C'è una ragione in più per restare la sera a Venezia: le video-installazioni di Fabrizio Plessi. Seppure siano visibili anche di giorno, è proprio al tramonto che i Led trasformano piazza San Marco rendendola, con i suoi riflessi dorati, senza tempo.

La facciata occidentale di Piazza San Marco a Venezia illuminata dall’opera d’arte L’età dell’oro di Fabrizio Plessi
Alessandro Garofalo . Courtesy Dior

Sponsorizzata da Dior, "L'età dell'oro" è l'ultima fatica di questo "aborigeno digitale", come lui stesso ama definirsi. Il titolo potrebbe trarre in inganno se il riferimento è diretto al valore e allo scambio, al potere e all'invidia. Fabrizio Plessi toglie ogni dubbio: «Il mio è un oro incorruttibile e soprattutto è liquido, legato a Venezia, città dell'acqua». Nelle 15 finestre, alte 4,5 metri l'una, «che sembrano uguali, ma non lo sono mai nelle dimensioni per qualche centimetro», confida il maestro, scorre infatti una sostanza che non esiste in natura ma è creata dal talento digitale del team dell'artista di Reggio Emilia, ormai da più di 60 anni residente nella Laguna.

L’artista Fabrizio Plessi in Piazza San Marco. Sullo sfondo la sua opera L’età dell’oro
Alessandro Garofalo - Courtesy Dior

«Quando sono arrivato qui avevo 14 anni, volevo studiare arte perché sapevo disegnare. Frequentavo il mondo di Peggy Guggenheim. Era come un circolo in cui c'erano amicizie e opinioni. Una Venezia che non c'è più». Proprio per illuminare gli spiriti, il fervido ottantenne ha voluto modulare d'oro l'ordine superiore della facciata occidentale della piazza che dal 1600 meraviglia passanti e turisti. E anche i più disattenti non potranno non sentire la musica a supporto, che il compositore Michael Nyman ha voluto lenta e sospesa. Se poi si ha il tempo di guardare il ciclo completo dell'opera, apparirà anche un messaggio di pace. Pax Tibi, ovvero "pace a te", è la frase che appare in alcuni momenti. Un'esortazione che è stata ripresa dal libro che appare sulle bandiere con i leoni di Venezia.

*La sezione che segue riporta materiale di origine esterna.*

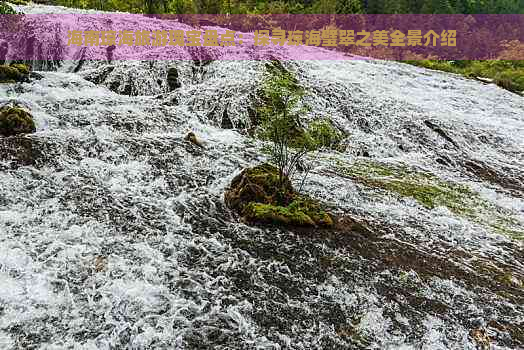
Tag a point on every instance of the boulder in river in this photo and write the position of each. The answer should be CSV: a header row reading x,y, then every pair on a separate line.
x,y
15,121
172,78
14,73
259,197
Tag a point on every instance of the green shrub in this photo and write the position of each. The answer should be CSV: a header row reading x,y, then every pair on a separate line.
x,y
14,121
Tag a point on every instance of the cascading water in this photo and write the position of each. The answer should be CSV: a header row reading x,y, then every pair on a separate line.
x,y
114,233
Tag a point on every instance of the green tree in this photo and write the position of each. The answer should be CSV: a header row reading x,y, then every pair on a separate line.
x,y
280,121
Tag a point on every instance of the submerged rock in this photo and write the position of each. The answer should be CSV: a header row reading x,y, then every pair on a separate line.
x,y
15,121
14,73
172,79
260,197
191,137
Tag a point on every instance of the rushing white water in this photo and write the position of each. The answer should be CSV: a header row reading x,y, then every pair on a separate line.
x,y
115,236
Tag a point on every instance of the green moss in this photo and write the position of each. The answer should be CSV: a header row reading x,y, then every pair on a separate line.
x,y
508,74
14,121
431,192
260,184
325,134
259,195
301,212
22,68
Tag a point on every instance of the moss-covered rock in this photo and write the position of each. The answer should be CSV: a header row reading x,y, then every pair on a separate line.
x,y
172,78
259,184
15,121
22,68
14,73
259,198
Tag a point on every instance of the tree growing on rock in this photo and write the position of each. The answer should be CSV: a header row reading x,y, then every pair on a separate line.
x,y
280,114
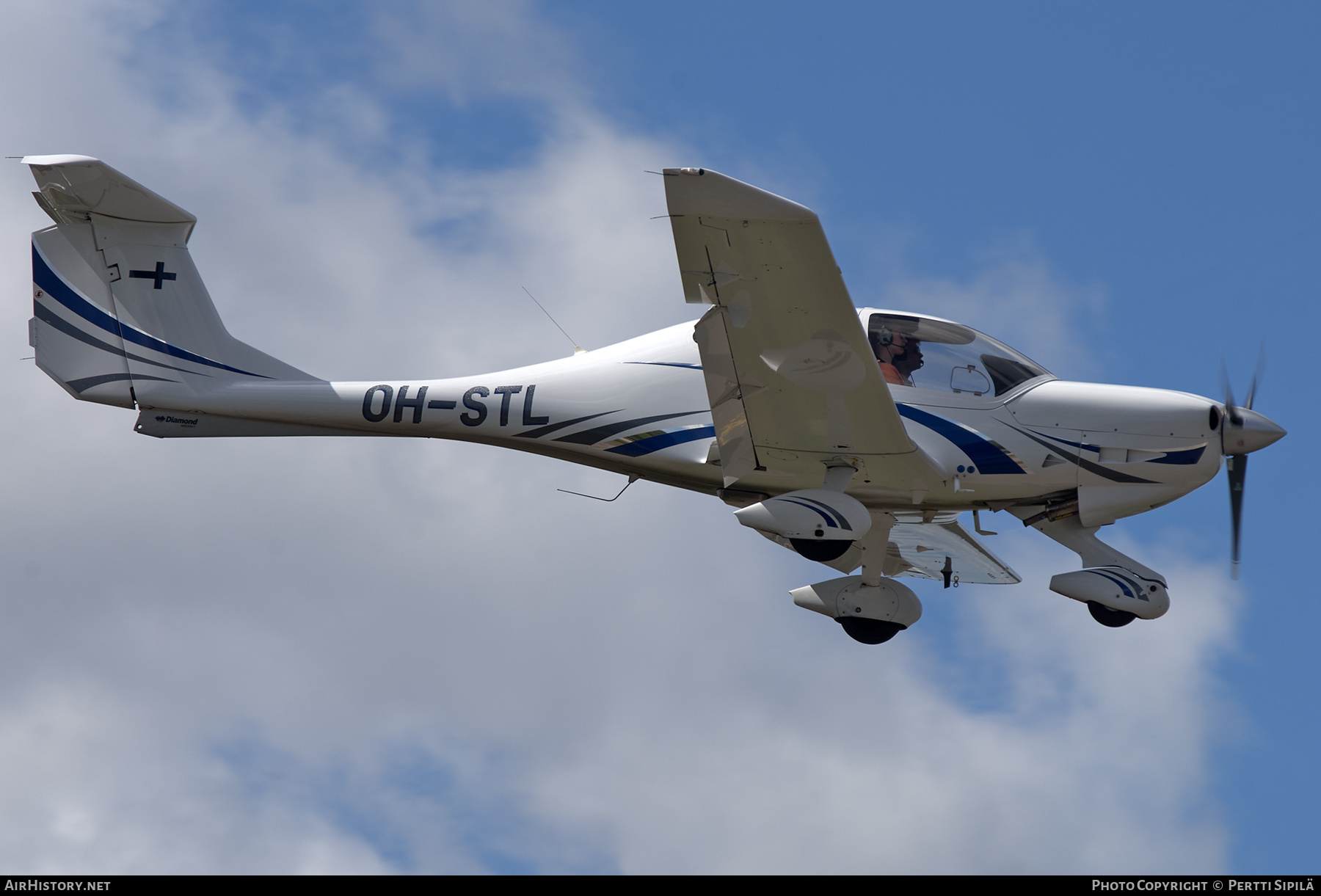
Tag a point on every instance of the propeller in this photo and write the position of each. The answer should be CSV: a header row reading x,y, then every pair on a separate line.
x,y
1243,431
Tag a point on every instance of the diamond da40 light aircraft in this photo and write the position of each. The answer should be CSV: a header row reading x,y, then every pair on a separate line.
x,y
852,437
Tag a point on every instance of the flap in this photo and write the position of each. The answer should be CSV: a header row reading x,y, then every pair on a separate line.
x,y
924,547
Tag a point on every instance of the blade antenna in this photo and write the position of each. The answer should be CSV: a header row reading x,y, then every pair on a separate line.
x,y
1237,473
633,478
576,348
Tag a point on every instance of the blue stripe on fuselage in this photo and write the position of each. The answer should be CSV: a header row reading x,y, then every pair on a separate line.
x,y
56,287
984,455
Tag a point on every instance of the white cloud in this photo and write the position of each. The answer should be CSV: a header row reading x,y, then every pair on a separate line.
x,y
346,655
1014,296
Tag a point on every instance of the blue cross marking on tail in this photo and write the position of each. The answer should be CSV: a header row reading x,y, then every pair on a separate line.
x,y
160,275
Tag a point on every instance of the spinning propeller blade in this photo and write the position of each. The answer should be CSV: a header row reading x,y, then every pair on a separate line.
x,y
1243,431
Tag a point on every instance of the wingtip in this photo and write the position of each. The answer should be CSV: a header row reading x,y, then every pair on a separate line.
x,y
59,160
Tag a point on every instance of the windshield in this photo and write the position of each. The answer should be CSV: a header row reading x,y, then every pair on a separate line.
x,y
931,353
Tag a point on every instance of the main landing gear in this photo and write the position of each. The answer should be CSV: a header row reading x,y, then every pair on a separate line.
x,y
1113,619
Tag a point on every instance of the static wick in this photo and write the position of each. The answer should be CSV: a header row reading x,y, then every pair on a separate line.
x,y
633,478
576,348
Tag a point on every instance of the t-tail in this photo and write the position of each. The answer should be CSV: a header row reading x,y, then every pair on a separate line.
x,y
119,312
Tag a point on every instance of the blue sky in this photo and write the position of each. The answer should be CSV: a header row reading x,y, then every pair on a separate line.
x,y
1126,192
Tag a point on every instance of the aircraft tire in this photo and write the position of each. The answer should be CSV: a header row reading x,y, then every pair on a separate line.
x,y
870,630
820,551
1110,617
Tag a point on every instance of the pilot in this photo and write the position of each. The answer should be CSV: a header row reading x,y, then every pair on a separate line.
x,y
898,354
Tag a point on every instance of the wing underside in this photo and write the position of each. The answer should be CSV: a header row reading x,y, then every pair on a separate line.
x,y
926,549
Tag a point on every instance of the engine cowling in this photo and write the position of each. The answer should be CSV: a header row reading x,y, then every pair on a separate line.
x,y
819,524
1116,589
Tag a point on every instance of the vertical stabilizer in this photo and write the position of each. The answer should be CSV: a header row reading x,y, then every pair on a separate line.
x,y
120,313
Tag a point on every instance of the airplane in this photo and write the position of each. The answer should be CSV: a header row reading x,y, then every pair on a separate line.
x,y
854,437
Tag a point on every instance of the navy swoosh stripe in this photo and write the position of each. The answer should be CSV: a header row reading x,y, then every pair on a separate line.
x,y
601,434
1124,586
831,511
1116,476
54,285
663,440
48,316
669,364
87,382
983,454
555,427
804,504
1187,456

La scritta Pax che fa parte dell’esortazione a trovare la pace in sé stessi nell’opera d’arte L’età dell’oro
Courtesy Dior

Nello stesso luogo che vent'anni fa ospitò Waterfire ovvero un energetico fuoco liquido, oggi a farsi notare è un fluido aureo che scorre all'infinito. «Se ho realizzato quest'opera di 58 metri, lo devo anche a Pietro Beccari (presidente e Ceo di Dior, ndr) che avevo conosciuto quando lavorava da Louis Vuitton nel 2008. L'ho ritrovato a un matrimonio a Sevilla e gli ho parlato del "mio" oro. Che non è statico ma si muove. Che splende sul nero della non cultura e dell'ignoranza. Anche e soprattutto con il Covid, Pietro mi ha dato la scusa per dare un nuovo senso a quello che già conosciamo».

Alcune finestre di L’età dell’oro di Fabrizio Plessi durante il giorno
Courtesy Dior

Che Dior poi stia vivendo un momento d'oro per merito dei direttori creativi donna (Maria Grazia Chiuri), uomo (Kim Jones) e gioielleria (Victoire de Castellane) è certo ma «la mia arte non vuole essere dominata da case d'aste e gallerie. Deve essere una creazione pura, al servizio di tutti», ammette l'artista che dal suo studio alla Giudecca, uno spazio immacolato e perfetto, sperimenta ogni giorno nuove possibilità. «Non vedo sui social grandi innovazioni, solo molto protagonismo. Quando ho iniziato io, ben pochi usavano i televisori o la tecnologia per trasmettere idee d'arte. Andava di moda la pittura da salotto, più borghese e rassicurante. Dopo anni di avanguardia, ora mi capiscono e questo mi gratifica. Anche se non mi fermo mai. La prossima mostra sarà nel 2021 a Ca' Pesaro di Venezia e ho già preparato 140 nuove opere. Avrò anche la sala delle Cariatidi a Palazzo Reale di Milano. E poi vedremo, ci sono stati anni in cui ho curato fino a 37 mostre personali in un anno. Per ora ricordo 540 esposizioni in 138 musei. E i disegni sono arrivati a 16mila. Perché io se non disegno, muoio».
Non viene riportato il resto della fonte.